Why Hanoi Wants Tourists to Stop Visiting One of Its Most Popular Attractions

For nearly a year now, authorities in Hanoi have been trying to shut down Train Street, one of the citys most famous unofficial attractions, where trains buzz by mere feet away from where people regularly sip coffee or beer in a row of open-air cafes.

For nearly a year now, authorities in Hanoi have been trying to shut down “Train Street,” one of the city’s most famous unofficial attractions, where trains buzz by mere feet away from where people regularly sip coffee or beer in a row of open-air cafes.

But tourists just won’t stop coming, it seems, despite mounting safety concerns over the crowds gathering around the social-media-famous train tracks.

The century-old railway, built by Vietnam’s former French colonial rulers in 1902, cuts through the heart of bustling neighborhoods in Hanoi’s Old Quarter. What used to be a normal feature of everyday life for the district’s residents has over the last five years grown into one of the city’s most iconic tourist attractions—and the latest victim of overtourism.

Authorities said last Tuesday that they have issued a document requesting tighter penalties for businesses operating along the street—the latest in a series of measures that have failed to curb the scores of tourists flocking to Train Street. In April, Hanoi’s tourism department told travel agencies not to organize group tours to the location.

Kieu Cong Anh, a local tour guide and director of Hanoi Train Street Tour, tells TIME that he supports the move to curb tourist numbers on Train Street, having witnessed how oblivious tourists teeter on the edge of disaster, putting the burden on cautious shop owners to keep an eye out for visitors’ safety.

“[Tourists] don’t have anyone taking care [of them],” he says. “Sometimes they don’t know the distance to stand for safety. Many coffee shop owners, they see tourists taking photos, they will have to shout at them to come inside.”

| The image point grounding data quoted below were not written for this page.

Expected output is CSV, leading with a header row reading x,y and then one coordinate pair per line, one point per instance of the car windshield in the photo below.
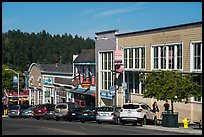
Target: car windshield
x,y
14,107
105,109
41,106
130,106
24,106
61,106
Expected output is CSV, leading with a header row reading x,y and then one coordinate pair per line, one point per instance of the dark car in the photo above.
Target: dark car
x,y
74,113
26,112
88,114
14,111
41,110
62,109
50,113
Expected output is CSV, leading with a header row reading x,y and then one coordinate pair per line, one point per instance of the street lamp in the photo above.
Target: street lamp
x,y
18,81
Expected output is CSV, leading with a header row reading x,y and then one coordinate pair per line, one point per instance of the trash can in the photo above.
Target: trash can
x,y
169,119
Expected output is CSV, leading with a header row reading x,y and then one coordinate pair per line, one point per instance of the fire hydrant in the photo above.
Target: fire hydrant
x,y
5,112
185,122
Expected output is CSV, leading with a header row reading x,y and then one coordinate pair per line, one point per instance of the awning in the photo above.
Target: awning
x,y
78,90
105,94
91,93
83,91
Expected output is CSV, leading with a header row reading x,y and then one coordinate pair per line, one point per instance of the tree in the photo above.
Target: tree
x,y
173,85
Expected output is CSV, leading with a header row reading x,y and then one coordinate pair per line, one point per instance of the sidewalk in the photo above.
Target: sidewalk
x,y
192,129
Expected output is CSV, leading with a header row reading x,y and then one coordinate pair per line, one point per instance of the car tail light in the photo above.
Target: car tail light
x,y
18,109
139,110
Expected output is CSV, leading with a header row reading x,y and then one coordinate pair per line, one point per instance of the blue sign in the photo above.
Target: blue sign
x,y
48,81
112,90
105,94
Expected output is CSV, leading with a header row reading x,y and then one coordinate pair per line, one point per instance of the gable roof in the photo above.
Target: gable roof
x,y
87,55
56,68
163,29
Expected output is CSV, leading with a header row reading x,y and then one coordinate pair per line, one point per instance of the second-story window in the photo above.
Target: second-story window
x,y
167,56
134,58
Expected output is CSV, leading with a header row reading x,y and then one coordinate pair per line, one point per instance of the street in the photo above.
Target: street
x,y
29,126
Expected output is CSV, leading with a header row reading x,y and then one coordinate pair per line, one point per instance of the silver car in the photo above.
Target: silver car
x,y
137,113
108,114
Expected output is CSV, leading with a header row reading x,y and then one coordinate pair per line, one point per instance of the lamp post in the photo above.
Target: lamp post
x,y
18,81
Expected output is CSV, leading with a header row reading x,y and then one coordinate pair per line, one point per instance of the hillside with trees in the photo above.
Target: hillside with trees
x,y
20,49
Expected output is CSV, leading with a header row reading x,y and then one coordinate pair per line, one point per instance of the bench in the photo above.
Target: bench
x,y
199,124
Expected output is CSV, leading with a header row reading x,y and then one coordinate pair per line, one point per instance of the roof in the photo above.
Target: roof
x,y
60,68
169,28
87,55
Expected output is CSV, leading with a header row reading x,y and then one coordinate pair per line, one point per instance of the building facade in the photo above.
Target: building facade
x,y
169,48
50,83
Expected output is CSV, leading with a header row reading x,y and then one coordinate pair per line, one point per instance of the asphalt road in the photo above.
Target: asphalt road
x,y
29,126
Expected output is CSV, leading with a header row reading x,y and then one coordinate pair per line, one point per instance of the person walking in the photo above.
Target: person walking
x,y
166,106
155,108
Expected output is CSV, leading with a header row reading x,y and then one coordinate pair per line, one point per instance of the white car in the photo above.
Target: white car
x,y
137,113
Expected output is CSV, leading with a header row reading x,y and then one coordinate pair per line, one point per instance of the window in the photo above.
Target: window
x,y
130,58
134,58
134,85
171,57
198,79
137,58
105,70
163,57
179,56
167,56
156,58
125,58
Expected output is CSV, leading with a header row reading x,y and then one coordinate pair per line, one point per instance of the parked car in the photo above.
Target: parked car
x,y
26,112
62,109
41,110
108,114
50,112
14,111
137,113
74,113
88,114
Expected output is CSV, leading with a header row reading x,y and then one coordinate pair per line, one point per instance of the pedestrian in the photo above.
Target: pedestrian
x,y
155,107
166,106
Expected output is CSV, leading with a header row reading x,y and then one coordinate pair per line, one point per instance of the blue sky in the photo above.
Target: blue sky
x,y
86,18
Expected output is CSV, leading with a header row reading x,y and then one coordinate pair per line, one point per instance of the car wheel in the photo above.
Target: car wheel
x,y
155,121
99,122
37,118
122,122
57,119
82,121
117,121
144,121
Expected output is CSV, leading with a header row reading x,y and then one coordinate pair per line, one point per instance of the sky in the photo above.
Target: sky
x,y
86,18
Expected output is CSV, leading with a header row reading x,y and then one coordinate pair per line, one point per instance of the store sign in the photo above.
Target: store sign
x,y
86,84
118,56
48,81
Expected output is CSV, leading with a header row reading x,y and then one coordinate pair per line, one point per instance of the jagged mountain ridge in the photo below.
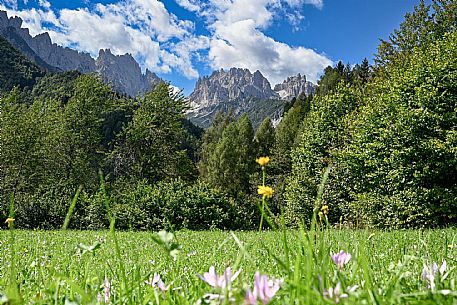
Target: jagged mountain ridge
x,y
16,69
121,71
293,86
243,92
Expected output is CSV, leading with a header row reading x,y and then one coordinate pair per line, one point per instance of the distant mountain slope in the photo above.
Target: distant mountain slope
x,y
15,68
121,71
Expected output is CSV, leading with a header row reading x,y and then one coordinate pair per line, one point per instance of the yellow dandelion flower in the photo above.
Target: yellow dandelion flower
x,y
265,191
324,209
9,221
263,161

Similar streets, situated at active railways, have also attracted tourists in other parts of Asia, including Thailand and Taiwan—but none may be as exhilarating as the one in Hanoi’s Hoan Kiem District. Several times a day, hundreds of eager visitors line the shophouses—old residences converted into quaint cafes—that sandwich the train tracks, clutching to their cameras in anticipation as they are greeted by the deafening roar of a passing train just steps away.

Over the past few years, as foot-traffic to the area boomed, trains have had to apply their emergency brakes because of tourists who got dangerously close, including standing near the tracks and even sitting on the rail.

Amid growing fears of accidents along the passageway, authorities ordered its closure in 2019, in an attempt to keep tourists away.

“I wasn't entirely surprised when they shut it down,” says Alex Sheal, founder of tour operator Vietnam in Focus. While Sheal used to organize photography tours to Train Street in the early 2010s, he changed the tour location to another part of the railway in 2019 after the closure announcement.

“Safety has to be of paramount importance in this case, and it hasn't always been taken seriously enough,” he says of the crowd control on Train Street.

While the pandemic saw tourism grind to a halt, as Vietnam opened its borders last year, visitors once again returned to Train Street in hordes, reigniting worries about their safety.

In September last year, authorities revoked the business licenses of all the shops on Train Street and set up barricades to stop tourists from entering.

“There are now more than 30 coffee shops along the street … All of them are violating railway safety regulations,” local official Nguyen Anh Quan told reporters last year. “We won't exchange the safety of people for any financial benefit.” 

Residents of Train Street—many of whom depend on the tourism for their livelihoods—pleaded with authorities to allow them to continue operating their businesses, while tourists bemoaned the crackdown on the attraction. At the time, Hoan Kiem District authorities said that they would develop safe and legal tourism in the area but that businesses had to follow safety regulations.

The potentially deadly consequences of Train Street’s popularity became clear just a few days after the announcement, when an unidentified South Korean tourist was hit by a train while trying to snap a photo in the area. The person, even as the impact flung them into a wall, miraculously survived and left the scene immediately with minor injuries, according to local reports. They did, however, leave behind a traffic jam as the train stopped and motorcyclists who also use the lane became stuck on either side.

Since then, despite continual warnings and restrictions from increasingly exasperated authorities, it’s been business as usual on Train Street, which local media reports remains frequented by tourists. Some tourists and businesses have also started congregating at another unbarricaded part of the tracks nearby, while shopowners have reportedly been guiding tourists onto the tracks through small lanes despite barricades blocking the main entrances of Train Street.

It’s clear that the blanket ban isn’t working, as the allure of Train Street to tourists continues to outweigh their concerns about safety or official restrictions. Both Anh and Sheal, the tourism facilitators who say they support greater safety regulations, hope that a middle ground can be found so that Vietnam doesn’t have to lose one of its most charming attractions.

“Train Street is perhaps even the icon of Hanoi tourism nowadays,” Sheal says. “It's 'a thing to do' and a 'place to go' that feels much more like an actual, unique experience of Vietnamese or Hanoi life than any temple or museum.”